Le Pnud n'a d'ailleurs de cesse de dénoncer la longueur de gestation et d'exécution des projets en Afrique qui contribue à grossir ces postes. Sur le commerce équitable et selon Liz Stuart de l'Ong Oxfam, "pour chaque dollar que les pays riches consacrent à l'aide à l'Afrique, ils lui retirent deux dollars via des règles commerciales inéquitables". "Ils ont fait des frontières du sud des passoires pour les produits de leurs industries alors qu'ils continuent de chicaner lorsque les produits africains se présentent à leurs frontières", s'indigne pour sa part un autre responsable d'Ong. Il est à noter que d'après une étude produite par Eric Toussaint pour le comité pour l'annulation de la dette du Tiers-monde (Cadtm), sur le même dollar donné à l'Afrique, "4 dollars sont retirés sous forme de remboursement de la dette et 2,5 dollars restent à payer". C'est ainsi "qu'entre 1970 et 2002, l'Afrique a reçu 540 milliards de dollars. Bien qu'elle ait remboursé près de 550 milliards de dollars, elle affichait encore un encours de 295 milliards de dollars". Malgré ses difficultés, l'Afrique continue à payer ses dettes, mieux elle affiche des transferts nets négatifs, ce qui veut dire qu'elle a transféré à ses créanciers plus d'argent qu'elle n'en a reçu. En effet, "entre 1997 et 2002, les pays africains ont transféré 45,5 milliards de dollar aux pays riches". Ce à quoi il faut ajouter le rapatriement des bénéfices des multinationales qui se sont chiffrés en 2003 à 9 milliards de dollar. A bien scruter, on constatera que c'est le prétendu "mendiant" qu'est l'Afrique qui finance le développement des puissants occidentaux. Ce qui vient relativiser l'affirmation selon laquelle l'Afrique doit absolument bénéficier d'une annulation de la dette sinon elle est vouée à la disparition.

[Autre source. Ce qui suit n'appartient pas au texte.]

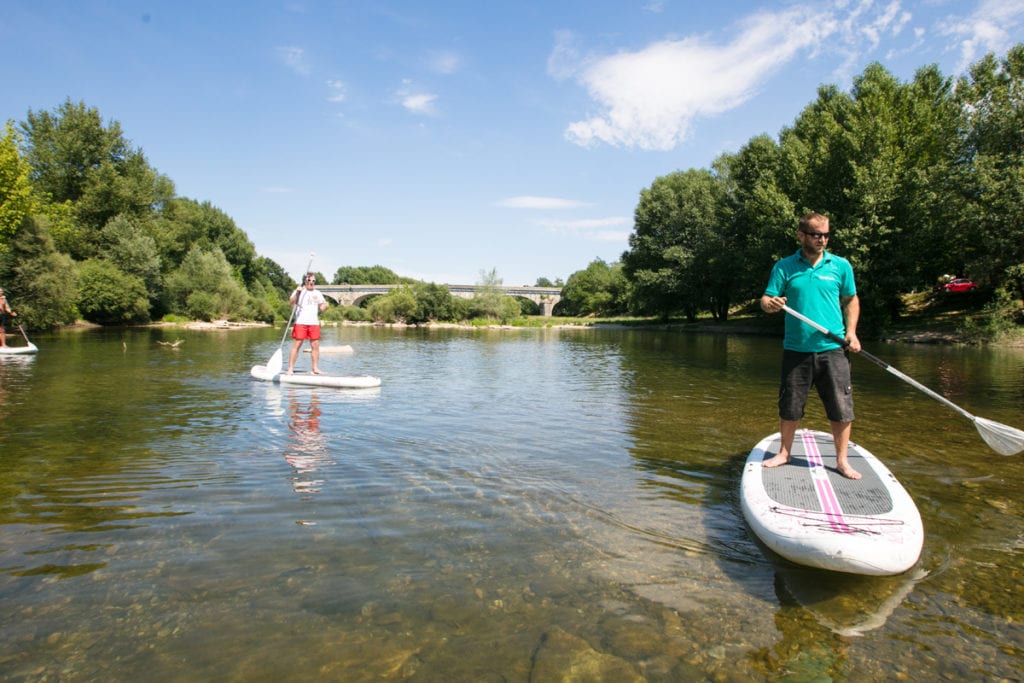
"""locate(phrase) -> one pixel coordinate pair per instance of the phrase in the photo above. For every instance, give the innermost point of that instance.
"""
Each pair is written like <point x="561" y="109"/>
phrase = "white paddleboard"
<point x="810" y="514"/>
<point x="308" y="379"/>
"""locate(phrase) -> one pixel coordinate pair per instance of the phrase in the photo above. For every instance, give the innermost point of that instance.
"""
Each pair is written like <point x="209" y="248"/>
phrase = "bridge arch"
<point x="351" y="295"/>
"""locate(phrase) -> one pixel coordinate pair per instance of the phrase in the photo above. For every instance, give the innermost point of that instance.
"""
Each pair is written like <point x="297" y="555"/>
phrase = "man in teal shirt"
<point x="820" y="286"/>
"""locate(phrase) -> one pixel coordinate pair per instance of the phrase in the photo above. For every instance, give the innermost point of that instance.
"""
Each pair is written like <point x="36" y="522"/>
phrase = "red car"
<point x="960" y="285"/>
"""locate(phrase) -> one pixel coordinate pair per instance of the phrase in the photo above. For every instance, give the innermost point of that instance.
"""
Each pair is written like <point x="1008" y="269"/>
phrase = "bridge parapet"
<point x="352" y="295"/>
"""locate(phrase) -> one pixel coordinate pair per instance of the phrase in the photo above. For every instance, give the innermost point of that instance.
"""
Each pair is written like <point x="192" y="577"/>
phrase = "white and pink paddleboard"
<point x="810" y="514"/>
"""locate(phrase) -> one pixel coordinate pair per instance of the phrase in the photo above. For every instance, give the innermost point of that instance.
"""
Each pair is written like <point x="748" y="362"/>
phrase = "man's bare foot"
<point x="848" y="471"/>
<point x="778" y="459"/>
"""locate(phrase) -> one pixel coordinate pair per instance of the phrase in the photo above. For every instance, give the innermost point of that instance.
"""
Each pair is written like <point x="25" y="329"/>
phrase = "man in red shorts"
<point x="309" y="303"/>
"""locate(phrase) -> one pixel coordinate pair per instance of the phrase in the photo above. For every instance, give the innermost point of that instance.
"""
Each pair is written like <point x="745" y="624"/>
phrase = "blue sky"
<point x="446" y="139"/>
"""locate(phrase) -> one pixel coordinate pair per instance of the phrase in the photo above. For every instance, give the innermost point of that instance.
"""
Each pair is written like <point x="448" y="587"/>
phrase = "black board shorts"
<point x="828" y="372"/>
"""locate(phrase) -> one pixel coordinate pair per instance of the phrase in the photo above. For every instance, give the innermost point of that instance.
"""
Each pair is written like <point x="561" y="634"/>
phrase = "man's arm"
<point x="851" y="315"/>
<point x="770" y="304"/>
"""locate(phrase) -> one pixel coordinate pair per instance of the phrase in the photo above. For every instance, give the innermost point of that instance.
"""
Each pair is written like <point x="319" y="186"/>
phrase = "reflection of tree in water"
<point x="807" y="650"/>
<point x="306" y="451"/>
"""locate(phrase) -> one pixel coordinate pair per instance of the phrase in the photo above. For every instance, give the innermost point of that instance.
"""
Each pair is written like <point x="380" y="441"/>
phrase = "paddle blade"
<point x="275" y="363"/>
<point x="1003" y="438"/>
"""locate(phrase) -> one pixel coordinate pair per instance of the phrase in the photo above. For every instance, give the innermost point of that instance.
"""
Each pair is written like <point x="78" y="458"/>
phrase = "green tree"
<point x="601" y="289"/>
<point x="132" y="250"/>
<point x="40" y="279"/>
<point x="108" y="295"/>
<point x="75" y="158"/>
<point x="205" y="287"/>
<point x="680" y="248"/>
<point x="16" y="201"/>
<point x="186" y="223"/>
<point x="491" y="301"/>
<point x="398" y="305"/>
<point x="991" y="169"/>
<point x="433" y="302"/>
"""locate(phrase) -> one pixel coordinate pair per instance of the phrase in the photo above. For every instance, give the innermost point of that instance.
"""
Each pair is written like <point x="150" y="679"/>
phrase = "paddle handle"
<point x="879" y="361"/>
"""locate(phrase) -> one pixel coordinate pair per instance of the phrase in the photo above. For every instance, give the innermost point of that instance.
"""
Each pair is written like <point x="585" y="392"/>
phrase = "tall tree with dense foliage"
<point x="16" y="202"/>
<point x="991" y="98"/>
<point x="601" y="289"/>
<point x="680" y="247"/>
<point x="42" y="280"/>
<point x="77" y="159"/>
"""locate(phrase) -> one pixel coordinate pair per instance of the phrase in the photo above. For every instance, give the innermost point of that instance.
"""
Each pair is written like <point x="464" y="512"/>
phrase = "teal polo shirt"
<point x="813" y="291"/>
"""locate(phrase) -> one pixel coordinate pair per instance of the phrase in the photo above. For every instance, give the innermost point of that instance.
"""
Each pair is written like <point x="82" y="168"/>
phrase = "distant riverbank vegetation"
<point x="923" y="179"/>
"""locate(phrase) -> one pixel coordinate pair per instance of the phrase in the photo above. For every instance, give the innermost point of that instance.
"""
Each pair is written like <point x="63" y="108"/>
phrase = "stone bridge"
<point x="352" y="295"/>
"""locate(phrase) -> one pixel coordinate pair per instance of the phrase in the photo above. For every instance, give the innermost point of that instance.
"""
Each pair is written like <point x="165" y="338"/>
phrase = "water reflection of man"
<point x="306" y="450"/>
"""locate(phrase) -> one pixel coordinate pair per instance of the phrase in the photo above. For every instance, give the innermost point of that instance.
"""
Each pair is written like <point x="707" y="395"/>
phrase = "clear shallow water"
<point x="510" y="505"/>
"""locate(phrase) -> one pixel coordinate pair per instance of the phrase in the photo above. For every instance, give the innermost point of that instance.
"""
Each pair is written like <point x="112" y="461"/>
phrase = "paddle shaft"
<point x="880" y="363"/>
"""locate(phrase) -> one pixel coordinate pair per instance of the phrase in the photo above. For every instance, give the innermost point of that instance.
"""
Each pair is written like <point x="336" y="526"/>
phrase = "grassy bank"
<point x="928" y="317"/>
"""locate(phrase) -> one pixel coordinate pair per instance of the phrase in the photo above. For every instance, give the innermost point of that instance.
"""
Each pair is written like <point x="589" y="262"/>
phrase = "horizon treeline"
<point x="921" y="179"/>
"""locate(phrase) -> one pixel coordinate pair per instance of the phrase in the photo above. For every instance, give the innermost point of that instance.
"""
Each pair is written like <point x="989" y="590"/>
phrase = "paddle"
<point x="1003" y="438"/>
<point x="276" y="361"/>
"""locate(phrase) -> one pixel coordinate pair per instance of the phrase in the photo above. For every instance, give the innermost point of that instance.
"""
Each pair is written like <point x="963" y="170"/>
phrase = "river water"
<point x="510" y="505"/>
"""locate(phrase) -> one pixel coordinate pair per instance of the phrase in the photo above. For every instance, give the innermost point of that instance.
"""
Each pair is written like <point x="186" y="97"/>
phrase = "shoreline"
<point x="737" y="328"/>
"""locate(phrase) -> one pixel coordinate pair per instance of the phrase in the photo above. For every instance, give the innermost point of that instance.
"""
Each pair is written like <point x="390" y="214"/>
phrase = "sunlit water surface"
<point x="510" y="505"/>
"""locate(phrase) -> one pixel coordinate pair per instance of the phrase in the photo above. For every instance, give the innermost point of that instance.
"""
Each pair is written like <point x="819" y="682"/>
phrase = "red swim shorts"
<point x="310" y="332"/>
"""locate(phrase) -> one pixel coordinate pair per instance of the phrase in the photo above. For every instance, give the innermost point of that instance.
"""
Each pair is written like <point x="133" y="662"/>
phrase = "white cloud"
<point x="991" y="28"/>
<point x="416" y="100"/>
<point x="294" y="58"/>
<point x="420" y="102"/>
<point x="651" y="96"/>
<point x="336" y="89"/>
<point x="599" y="229"/>
<point x="548" y="203"/>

- Au plan politique, il est loisible de démontrer que certains régimes autocratiques et illégitimes étaient inhabilités pour contacter des dettes au nom de leur pays et que les créanciers qui ont pris cette initiative malgré les dénonciations de la communauté internationale l'ont fait à leurs risques et périls.

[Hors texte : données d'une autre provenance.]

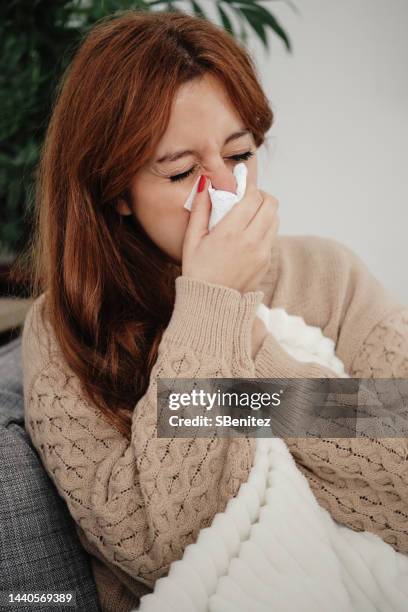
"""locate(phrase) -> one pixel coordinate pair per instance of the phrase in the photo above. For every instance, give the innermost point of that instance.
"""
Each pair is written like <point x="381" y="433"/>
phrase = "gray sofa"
<point x="39" y="549"/>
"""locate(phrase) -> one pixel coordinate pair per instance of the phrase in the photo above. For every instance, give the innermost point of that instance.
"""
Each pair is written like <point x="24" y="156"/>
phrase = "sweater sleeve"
<point x="140" y="502"/>
<point x="362" y="482"/>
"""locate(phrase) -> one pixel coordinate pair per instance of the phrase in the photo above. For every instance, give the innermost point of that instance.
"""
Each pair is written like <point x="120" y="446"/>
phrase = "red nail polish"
<point x="201" y="183"/>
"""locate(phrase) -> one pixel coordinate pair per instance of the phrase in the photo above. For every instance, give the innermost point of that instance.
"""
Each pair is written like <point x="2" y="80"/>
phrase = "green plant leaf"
<point x="263" y="16"/>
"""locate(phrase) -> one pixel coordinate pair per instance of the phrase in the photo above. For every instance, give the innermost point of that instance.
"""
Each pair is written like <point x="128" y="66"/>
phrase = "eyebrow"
<point x="174" y="156"/>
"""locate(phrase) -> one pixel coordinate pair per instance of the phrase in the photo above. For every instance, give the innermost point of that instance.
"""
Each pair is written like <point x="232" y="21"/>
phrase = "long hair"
<point x="111" y="108"/>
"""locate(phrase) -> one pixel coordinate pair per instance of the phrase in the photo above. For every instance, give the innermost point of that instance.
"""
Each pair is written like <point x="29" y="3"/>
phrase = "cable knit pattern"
<point x="363" y="482"/>
<point x="141" y="503"/>
<point x="138" y="504"/>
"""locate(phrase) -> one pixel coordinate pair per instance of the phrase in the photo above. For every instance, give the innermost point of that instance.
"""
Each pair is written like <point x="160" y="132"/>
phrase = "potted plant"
<point x="38" y="40"/>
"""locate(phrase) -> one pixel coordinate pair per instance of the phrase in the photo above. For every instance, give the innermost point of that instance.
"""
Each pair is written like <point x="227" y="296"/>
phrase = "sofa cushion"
<point x="39" y="548"/>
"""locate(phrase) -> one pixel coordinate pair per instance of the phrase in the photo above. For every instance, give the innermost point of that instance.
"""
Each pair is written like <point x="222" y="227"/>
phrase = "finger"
<point x="242" y="212"/>
<point x="199" y="216"/>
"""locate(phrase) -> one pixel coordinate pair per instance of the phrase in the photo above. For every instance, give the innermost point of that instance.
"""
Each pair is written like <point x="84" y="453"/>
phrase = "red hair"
<point x="96" y="266"/>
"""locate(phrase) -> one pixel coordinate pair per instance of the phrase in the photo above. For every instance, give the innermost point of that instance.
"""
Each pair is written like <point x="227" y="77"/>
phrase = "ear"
<point x="122" y="207"/>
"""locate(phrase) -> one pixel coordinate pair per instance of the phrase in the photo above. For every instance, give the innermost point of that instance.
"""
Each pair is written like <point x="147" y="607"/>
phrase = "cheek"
<point x="163" y="217"/>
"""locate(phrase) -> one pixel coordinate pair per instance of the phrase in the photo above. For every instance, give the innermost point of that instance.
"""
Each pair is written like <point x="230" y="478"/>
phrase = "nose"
<point x="222" y="178"/>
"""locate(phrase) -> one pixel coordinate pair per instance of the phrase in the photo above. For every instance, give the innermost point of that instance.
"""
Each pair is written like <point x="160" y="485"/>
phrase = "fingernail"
<point x="201" y="183"/>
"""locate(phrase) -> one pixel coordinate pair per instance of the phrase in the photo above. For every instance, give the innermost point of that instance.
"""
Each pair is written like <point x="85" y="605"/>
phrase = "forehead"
<point x="200" y="106"/>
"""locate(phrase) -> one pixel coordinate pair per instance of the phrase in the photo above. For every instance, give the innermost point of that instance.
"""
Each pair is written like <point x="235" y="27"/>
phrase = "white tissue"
<point x="222" y="201"/>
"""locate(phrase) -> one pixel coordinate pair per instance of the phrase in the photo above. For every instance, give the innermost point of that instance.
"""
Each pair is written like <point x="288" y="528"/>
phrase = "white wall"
<point x="338" y="152"/>
<point x="338" y="160"/>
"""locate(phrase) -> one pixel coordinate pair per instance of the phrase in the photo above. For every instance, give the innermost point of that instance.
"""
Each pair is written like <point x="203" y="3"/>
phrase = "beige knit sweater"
<point x="137" y="505"/>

- Au plan éthique enfin, s'appuyant sur le concept de la "dette immorale et odieuse" développé par Alexander Nahum Sack, l'Afrique peut démontrer qu'une grande partie de la dette a été utilisée par des régimes belliqueux et dictatoriaux, pour l'achat des armes qui ont servi à faire la guerre ou tout simplement à massacrer leurs propres populations. Dans le même ordre d'idée, l'Afrique pourrait faire prévaloir le fait que une bonne partie de l'argent reçu a été sorti par des dirigeants cupides par la complicité des pays occidentaux et que ces fonds qui sommeillent dans des banques en occident doivent être rapatriés ou tout simplement rentrer en soustraction de la dette due. L'Afrique pourrait aussi évaluer toutes les richesses sorties frauduleusement de l'Afrique par les visiteurs occidentaux depuis l'explorateur aux responsables politiques d'aujourd'hui en passant par de simples touristes.

Le résultat le plus réjouissant pour l'Afrique à l'issue des travaux de cette table ronde serait d'aboutir à la conclusion selon laquelle non seulement l'Afrique ne doit rien à ses créanciers mais que ces derniers doivent lui rembourser le trop perçu. En attendant, l'Afrique doit reprendre la main par rapport à son développement au travers d'une réappropriation du Nepad et doit prendre en considération plus que par le passé l'apport de sa diaspora dont les transferts en direction de l'Afrique se sont montés en 2003 à 11 milliards de dollar c'est à dire, 4 à 5 fois le budget de la plupart des pays africains.